Le tribunal désigne alors le comité d’une des régions les plus proches. »
En application des dispositions de l’article R. 142-17-2 susvisé, lorsque le différend porte sur la reconnaissance de l’origine professionnelle d’une maladie non désignée dans un tableau de maladies professionnelles ou qui n’en remplit pas une ou plusieurs conditions, la juridiction de sécurité sociale est tenue de recueillir préalablement l’avis d’un comité régional de reconnaissance des maladies professionnelles autre que celui qui a déjà été saisi par la caisse.

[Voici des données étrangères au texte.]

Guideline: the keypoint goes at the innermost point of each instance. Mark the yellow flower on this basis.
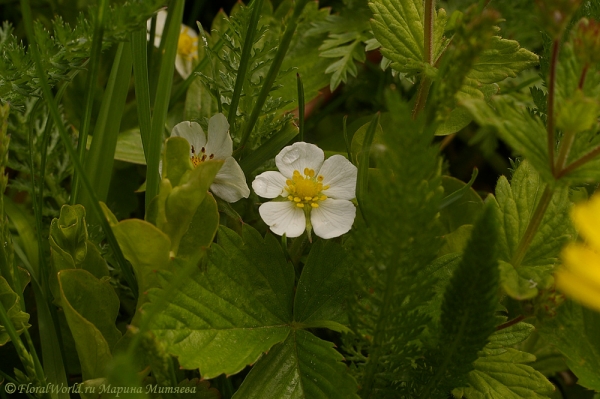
(580, 276)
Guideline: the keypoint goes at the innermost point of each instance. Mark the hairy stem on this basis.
(580, 162)
(565, 148)
(550, 108)
(425, 84)
(532, 228)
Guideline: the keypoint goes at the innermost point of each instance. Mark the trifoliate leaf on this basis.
(574, 331)
(500, 373)
(249, 286)
(516, 203)
(303, 366)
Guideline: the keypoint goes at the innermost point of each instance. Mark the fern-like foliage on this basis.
(348, 33)
(63, 50)
(390, 253)
(44, 139)
(227, 62)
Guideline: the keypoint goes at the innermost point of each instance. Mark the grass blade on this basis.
(100, 159)
(53, 107)
(90, 85)
(244, 61)
(284, 45)
(163, 91)
(139, 52)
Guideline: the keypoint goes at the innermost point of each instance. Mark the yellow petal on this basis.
(577, 288)
(586, 217)
(581, 261)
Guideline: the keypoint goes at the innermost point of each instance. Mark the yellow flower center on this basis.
(305, 189)
(197, 159)
(187, 44)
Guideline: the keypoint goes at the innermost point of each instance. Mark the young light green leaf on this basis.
(322, 289)
(502, 59)
(11, 302)
(574, 331)
(303, 366)
(525, 133)
(467, 318)
(249, 286)
(516, 203)
(91, 308)
(399, 25)
(500, 373)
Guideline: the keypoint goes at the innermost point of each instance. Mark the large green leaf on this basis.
(323, 286)
(574, 331)
(467, 318)
(222, 319)
(502, 59)
(303, 366)
(147, 249)
(91, 308)
(500, 373)
(398, 26)
(12, 304)
(525, 133)
(516, 203)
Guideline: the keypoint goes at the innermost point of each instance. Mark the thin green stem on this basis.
(428, 36)
(550, 107)
(161, 102)
(92, 77)
(244, 61)
(532, 227)
(301, 106)
(284, 45)
(578, 163)
(120, 259)
(565, 147)
(139, 51)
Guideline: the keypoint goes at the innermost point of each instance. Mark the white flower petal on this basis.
(269, 184)
(219, 140)
(230, 182)
(184, 66)
(340, 175)
(283, 218)
(192, 132)
(332, 218)
(299, 156)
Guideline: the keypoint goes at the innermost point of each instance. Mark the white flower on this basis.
(230, 182)
(312, 194)
(187, 46)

Mais, au cas présent, il est constant que les parties s’opposent uniquement sur la question du calendrier de procédure et le respect du principe du contradictoire par la Caisse avant la saisine du CRRMP en sorte que les conditions de la maladie ne sont pas contestées et qu’il y a lieu de rejeter le recours de la Société employeur sans qu’il y ait lieu de saisir un CRRMP.
PAR CES MOTIFS
Le Tribunal, après en avoir délibéré conformément à la loi, statuant par jugement contradictoire, rendu en premier ressort par mise à disposition au greffe,
Rejette les moyens d’inopposabilité soulevés par la Société [1] s’agissant de la procédure d’instruction de la maladie professionnelle hors tableau déclarée le 3 juin 2021 par Madame [F] [M], et rejette le recours de la Société,
Condamne la Société [1] aux dépens.
Fait et jugé à [Localité 1] le 24 Février 2026
Le Greffier Le Président
N° RG 22/02323 – N° Portalis 352J-W-B7G-CXY2S
EXPÉDITION exécutoire dans l’affaire :
Demandeur : S.A.S.U. [1]
Défendeur : [2]
EN CONSÉQUENCE, LA RÉPUBLIQUE FRANÇAISE mande et ordonne :
A tous les huissiers de justice, sur ce requis, de mettre ladite décision à exécution,
Aux procureurs généraux et aux procureurs de la République près les tribunaux judiciaire d’y tenir la main,
A tous commandants et officiers de la force publique de prêter main forte lorsqu’ils en seront légalement requis.
En foi de quoi la présente a été signée et délivrée par nous, Directeur de greffe soussigné au greffe du Tribunal judiciaire de Paris.